When you use your Stash Stock Back Visa Card, Stash will credit your account with a small amount of stock in the shares of the company you made the purchase at. So, if you eat at McDonalds, and use your Stash Stock Rewards card, Stash will give you a small amount of McDonalds stock. In most cases, the Stash Stock Back reward amount is 0.125% of your purchase price. If you spend $10 at McDonalds, you get $0.013 worth of McDonalds stock. Obviously, this is a tiny amount. A penny worth of McDonalds stock isn’t much. It doesn’t really make Stash Stock Back worth it for a single purchase.

The amounts can add up over time, but they will do so slowly. Another auto-investing service called Acorns invests small amount of change by rounding up your purchases into an investment portfolio. Both require a lot of time, and a lot of purchases for the money to add up to anything more than spare change.
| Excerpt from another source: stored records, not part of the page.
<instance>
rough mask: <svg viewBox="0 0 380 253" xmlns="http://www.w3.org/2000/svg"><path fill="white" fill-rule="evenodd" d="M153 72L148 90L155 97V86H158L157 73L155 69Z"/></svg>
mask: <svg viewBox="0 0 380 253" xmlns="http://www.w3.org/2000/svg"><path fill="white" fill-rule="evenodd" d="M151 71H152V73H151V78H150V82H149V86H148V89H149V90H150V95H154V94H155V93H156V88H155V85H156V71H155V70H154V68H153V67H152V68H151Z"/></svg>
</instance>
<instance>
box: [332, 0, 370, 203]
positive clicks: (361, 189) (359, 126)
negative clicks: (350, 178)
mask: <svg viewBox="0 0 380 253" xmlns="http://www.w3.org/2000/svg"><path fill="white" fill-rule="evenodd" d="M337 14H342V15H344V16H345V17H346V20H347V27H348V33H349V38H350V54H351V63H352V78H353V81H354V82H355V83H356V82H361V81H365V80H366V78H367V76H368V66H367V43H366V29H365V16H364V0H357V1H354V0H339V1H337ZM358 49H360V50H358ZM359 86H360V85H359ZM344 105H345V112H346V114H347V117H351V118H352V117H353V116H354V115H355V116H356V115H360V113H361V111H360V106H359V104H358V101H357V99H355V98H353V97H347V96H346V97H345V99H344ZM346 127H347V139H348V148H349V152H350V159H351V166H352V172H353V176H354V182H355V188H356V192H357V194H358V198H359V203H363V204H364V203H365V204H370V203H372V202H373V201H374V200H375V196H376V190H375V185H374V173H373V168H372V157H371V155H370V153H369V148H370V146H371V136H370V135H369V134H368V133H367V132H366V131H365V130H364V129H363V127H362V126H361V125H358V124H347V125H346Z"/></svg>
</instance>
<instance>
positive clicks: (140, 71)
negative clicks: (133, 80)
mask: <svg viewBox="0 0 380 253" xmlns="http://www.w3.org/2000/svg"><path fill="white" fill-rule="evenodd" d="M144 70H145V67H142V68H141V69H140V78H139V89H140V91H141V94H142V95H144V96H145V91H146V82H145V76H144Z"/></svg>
Even on larger purchases, the Stash Stock Back reward isn’t a lot. A $250 purchase at Home Depot would earn you just 31 cents worth of Home Depot Stock.

If you buy something from a merchant that doesn’t have an eligible stock, then Stash will reward you with 0.125% of the default stock of your choosing.
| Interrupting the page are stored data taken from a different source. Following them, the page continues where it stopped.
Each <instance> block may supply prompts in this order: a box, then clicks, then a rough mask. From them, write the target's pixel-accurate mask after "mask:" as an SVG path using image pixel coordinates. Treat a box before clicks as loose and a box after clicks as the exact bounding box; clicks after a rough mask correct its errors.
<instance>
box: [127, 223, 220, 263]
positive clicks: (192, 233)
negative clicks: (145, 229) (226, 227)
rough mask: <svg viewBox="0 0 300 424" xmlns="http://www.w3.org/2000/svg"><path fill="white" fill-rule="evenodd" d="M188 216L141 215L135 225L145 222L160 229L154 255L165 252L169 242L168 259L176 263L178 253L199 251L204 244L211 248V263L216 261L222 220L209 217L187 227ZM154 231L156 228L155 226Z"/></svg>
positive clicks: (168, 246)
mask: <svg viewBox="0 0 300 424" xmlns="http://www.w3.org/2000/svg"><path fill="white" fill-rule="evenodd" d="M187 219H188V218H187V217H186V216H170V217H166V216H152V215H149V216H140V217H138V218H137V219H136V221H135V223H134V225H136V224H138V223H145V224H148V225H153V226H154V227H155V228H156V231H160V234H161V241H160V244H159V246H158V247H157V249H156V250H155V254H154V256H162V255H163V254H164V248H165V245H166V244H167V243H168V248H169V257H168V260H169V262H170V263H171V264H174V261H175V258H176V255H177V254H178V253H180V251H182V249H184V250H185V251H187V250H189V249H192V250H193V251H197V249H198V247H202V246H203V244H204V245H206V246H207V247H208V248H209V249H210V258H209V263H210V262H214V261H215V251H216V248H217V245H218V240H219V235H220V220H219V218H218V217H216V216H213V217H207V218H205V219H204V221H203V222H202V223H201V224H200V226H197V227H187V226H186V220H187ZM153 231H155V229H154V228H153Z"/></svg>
What Is a Stash Stock Back Bonus?

Each month, Stash picks a few companies for a stock back bonus. These Stash stock back bonus are worth it. For example, in the month of April purchases with Netflix, Hulu, Disney+, and Spotify have a 2% stock back bonus. So, your $7.99 Disney+ subscription turns into 16 cents worth of Disney stock instead of one cent of Disney+ stock.
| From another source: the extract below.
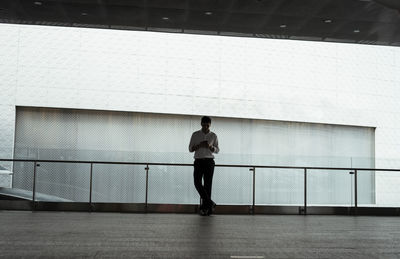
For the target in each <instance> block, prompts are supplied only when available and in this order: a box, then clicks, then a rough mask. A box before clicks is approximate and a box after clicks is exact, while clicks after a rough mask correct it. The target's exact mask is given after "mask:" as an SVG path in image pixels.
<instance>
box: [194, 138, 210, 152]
mask: <svg viewBox="0 0 400 259" xmlns="http://www.w3.org/2000/svg"><path fill="white" fill-rule="evenodd" d="M199 148H208V149H210V150H211V151H212V152H213V151H214V147H213V146H212V145H210V144H208V141H207V140H204V141H202V142H200V144H198V145H196V146H194V150H197V149H199Z"/></svg>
Although Stash Stock Back bonuses have been with several different companies, including 3% at Dicks Sporting Goods and 4% at Footlocker, the Stash Stock Back Bonus has been repeating in these same for media subscription companies as April since February 1st.

In the past some of the bigger Stock Back Bonuses were only available to people with the Stash+ plan which costs $9 per month instead of the $1 per month for the base plan. Obviously, upgrading to a service that costs $8 more every month to earn 5% at one retailer for one month is obviously not worth it.

Is Stash Stock Back a Good Idea?

The theory is that your stock back rewards would add up over a long period of time, but other than convivence, Stash Stock Back is a bad idea in most every way. A good cash back card pays at least 1% of each purchase. If you took that 1% and bought fractional shares with Stash you would come out way ahead of taking the pennies you receive from the Stash Stock Back card.

Instead of spending $250 at Home Depot and getting 31 cents worth of Home Depot stock, you could use something like the Chase Freedom Unlimited card and earn 1.5% cash back, or $3.75 on that same $250 Home Depot purchase. You could then redeem that $3.75 and use it to buy $3.75 of Home Depot stock yourself on Stash, or another micro-broker. That’s a 120% return by using a different card vs the stock back reward.

And, that McDonalds purchase? It earns 3% on that same card, so instead of one cent worth of McDonalds stock, that $10 purchase earns you 30 times as much, which you can use to buy McDonalds stock.

So, what is the value of the Stash Stock Back rewards card? Convivence.

If you use another cash back card, you have to manually buy whatever stocks you wanted instead of Stash automatically putting tiny amount of them into your stock portfolio.

Since the amounts are so tiny, it really doesn’t matter how they are invested, but theoretically, the Stash Stock Back card would create a portfolio that tilts heavily toward consumer retailers. After all, that is where you would use a debit card to spend money most frequently.

If you like this idea but want to come at it from a different angle, Griffin is an app where you link an existing credit card of yours, as well as a checking account. Then, Grifin buys $1 of stock of the company for every purchase you make. It doesn’t add up much faster but it’s maybe a little easier to control and you don’t need another card.

In the end, the Stash Stock Back rewards program is a nice little gimmick, but with the tiny amounts involved, there are certainly better ways to generate savings and investing. Continuous investing and compound interest are indeed the way to build wealth, but it takes money to make money, and there just isn’t enough money here.